May 1, 2008
The Working Group on the Future of Bibliographic Control submitted its final report, On the Record , to me on January 9, 2008. I have distributed the document to three groups within the Library of Congress for analysis and comment. I expect to respond formally to the report in
On the Record contains more than one hundred recommendations aimed at the Library of Congress, other specific organizations and entities, and to the broader library community. In the words of the members of the Working Group, they envision "a future for bibliographic control that will be collaborative, decentralized, international in scope, and Web-based...change will happen quickly, and bibliographic control will be dynamic, not static." The group urged the readers of the report to view it as a " 'call to action' that informs and broadens participation
in discussion and debate, conveys a sense of urgency, stimulates collaboration, and catalyzes thoughtful and deliberative action." The many recommendations suggest ways in which the necessary systemic change can take place.

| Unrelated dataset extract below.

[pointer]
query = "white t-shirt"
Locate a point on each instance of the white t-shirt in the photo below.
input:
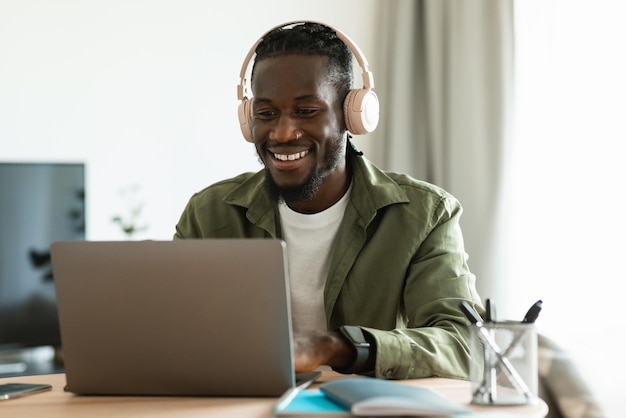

When the Library of Congress issues its response, we will be focusing on how it will position itself to work in this new, networked, and collaborative environment, not simply on single recommendations. We recognize that any cataloging code (AACR2 or the proposed Resource Description and Access--RDA) is but a part of this environment.
It may seem counterintuitive that we issue a joint statement with our colleagues from the National Agricultural Library and the National Library of Medicine on RDA before we issue a full response to On the Record , but we do so because the international Joint Steering Committee
and the Committee of Principals continue their work, and because so many librarians are asking about the national libraries' plans to implement the proposed code.
We are pleased to report that we three libraries have worked together to establish an approach to the consideration of RDA in the attached joint statement.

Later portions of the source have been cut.